Delivering the keynote address at this month’s Global Legal Forum in London, Christina Blacklaws, the immediate past president of the Law Society of England and Wales, said legal tech was weighed down by systemic bias and “cultural and social expectations of what women can and should do”.
Blacklaws, who recently joined the advisory board of alternative legal service provider Elevate, urged more women to pursue careers in technology and said the stakes were particularly high due to the danger of data containing gender bias being used to train AI.
“In a computerised world, it [diversity] should get better,” she said, but warned “it could get an awful lot worse” if bias in society was “hardwired into decision making”.
Virginia Clegg, senior partner at DAC Beachcroft, told the conference there was a need to change the culture within the legal tech sector and tackle the stereotypes that permeated it.
“We need to change the narrative,” she said. “It’s not about coding, building processes, it’s about what happens.

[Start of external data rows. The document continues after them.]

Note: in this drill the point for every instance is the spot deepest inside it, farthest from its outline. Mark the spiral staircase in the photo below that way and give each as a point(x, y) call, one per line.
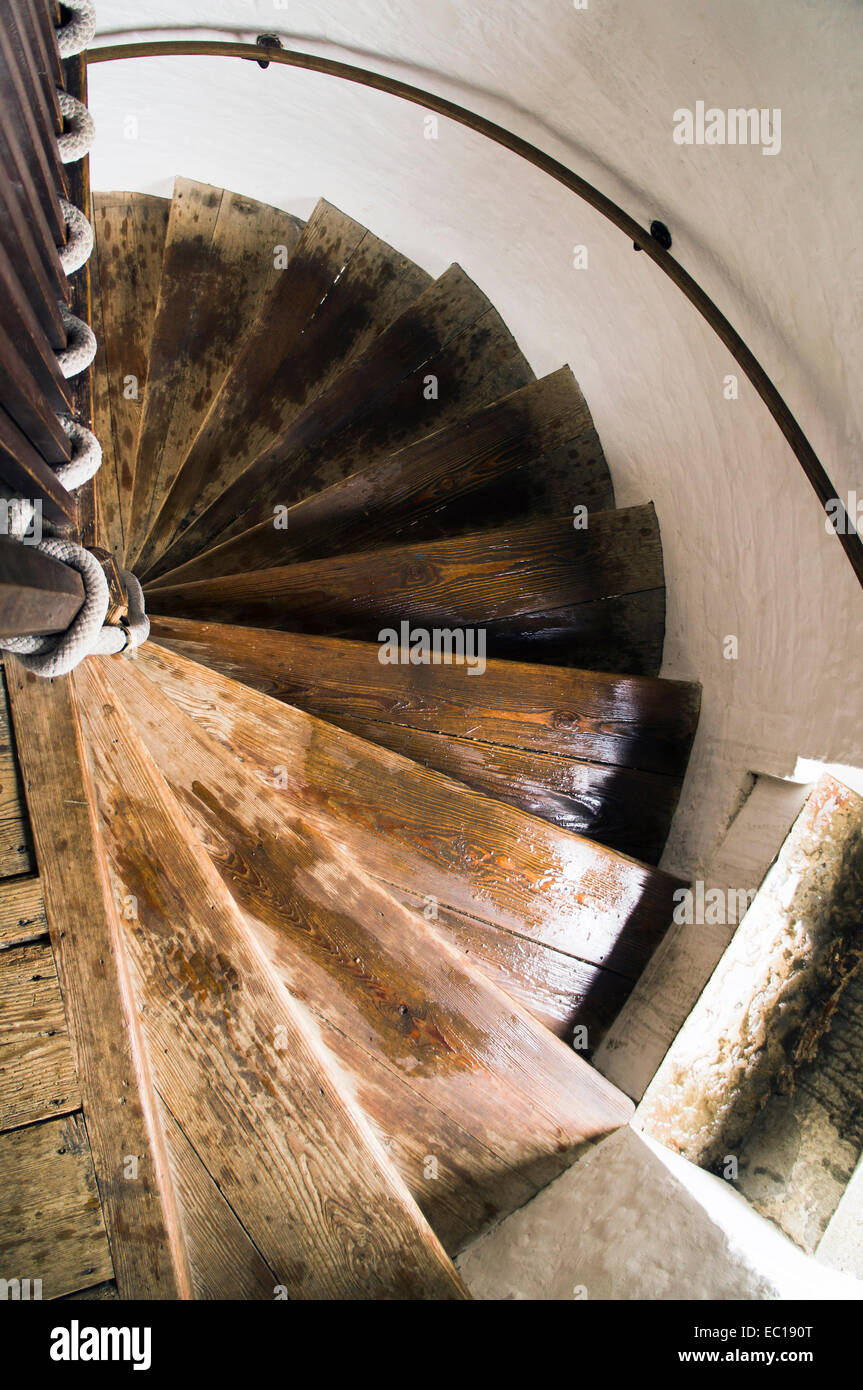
point(368, 918)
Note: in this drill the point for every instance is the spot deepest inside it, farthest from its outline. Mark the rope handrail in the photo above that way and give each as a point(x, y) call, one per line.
point(794, 434)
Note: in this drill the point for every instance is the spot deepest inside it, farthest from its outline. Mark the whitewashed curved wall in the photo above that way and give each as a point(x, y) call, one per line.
point(776, 241)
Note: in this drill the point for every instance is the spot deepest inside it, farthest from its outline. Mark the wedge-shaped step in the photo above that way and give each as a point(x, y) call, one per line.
point(125, 275)
point(235, 1061)
point(599, 755)
point(445, 356)
point(510, 875)
point(523, 585)
point(381, 975)
point(341, 289)
point(532, 452)
point(220, 264)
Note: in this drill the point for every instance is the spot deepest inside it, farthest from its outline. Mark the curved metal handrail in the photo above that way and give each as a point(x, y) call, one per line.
point(806, 456)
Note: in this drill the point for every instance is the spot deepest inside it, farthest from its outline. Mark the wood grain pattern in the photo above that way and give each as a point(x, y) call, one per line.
point(21, 912)
point(517, 442)
point(492, 580)
point(373, 409)
point(617, 720)
point(346, 947)
point(129, 246)
point(85, 934)
point(50, 1219)
point(236, 1061)
point(15, 837)
point(421, 830)
point(36, 1069)
point(217, 271)
point(298, 346)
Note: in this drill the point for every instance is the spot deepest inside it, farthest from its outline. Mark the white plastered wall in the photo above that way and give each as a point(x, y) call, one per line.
point(774, 239)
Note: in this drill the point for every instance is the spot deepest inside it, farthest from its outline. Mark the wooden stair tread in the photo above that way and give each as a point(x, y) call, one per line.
point(378, 405)
point(514, 438)
point(473, 854)
point(217, 270)
point(341, 289)
point(371, 968)
point(235, 1061)
point(494, 580)
point(602, 756)
point(129, 234)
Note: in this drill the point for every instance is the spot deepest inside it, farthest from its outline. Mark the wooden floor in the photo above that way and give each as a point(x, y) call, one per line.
point(52, 1225)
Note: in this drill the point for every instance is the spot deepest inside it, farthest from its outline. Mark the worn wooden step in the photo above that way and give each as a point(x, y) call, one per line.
point(36, 1070)
point(218, 267)
point(448, 355)
point(50, 1221)
point(420, 830)
point(341, 289)
point(513, 583)
point(601, 755)
point(375, 970)
point(532, 452)
point(125, 273)
point(236, 1062)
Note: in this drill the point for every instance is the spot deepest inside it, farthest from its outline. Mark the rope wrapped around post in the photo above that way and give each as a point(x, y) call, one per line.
point(88, 634)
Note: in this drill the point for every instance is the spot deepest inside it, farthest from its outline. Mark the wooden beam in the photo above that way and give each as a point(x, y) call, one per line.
point(38, 594)
point(118, 1101)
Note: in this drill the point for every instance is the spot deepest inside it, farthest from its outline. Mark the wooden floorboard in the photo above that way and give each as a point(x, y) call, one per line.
point(218, 267)
point(503, 449)
point(82, 919)
point(235, 1061)
point(36, 1068)
point(371, 410)
point(293, 352)
point(50, 1218)
point(345, 945)
point(127, 270)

We need to get the story right and ask what we are trying to do with tech.”
Olga Mack, CEO of San Francisco-based contract management platform Parley Pro, told The Global Legal Post: “Legal tech combines the worst of legal and tech. Historically, and even to some extent today, investors dread investing in legal tech. This relative scarcity of funding makes the existing networks of mostly men even tighter and harder to penetrate for women in legal tech.”
She called for the creation of more legal tech-focused funds generally and more funds specifically focused on increasing “diversity of thought” in the industry.
She also urged buyers of legal tech to put pressure on suppliers to improve diversity.
“Buyers, whether in a law firm or in-house, should definitely ask hard questions related to diversity and inclusion,” she said.
Earlier this week the European Commission published a white paper on AI regulation that promised to ensure that AI is “fair and compliant with the high standards Europe has developed in all fields”.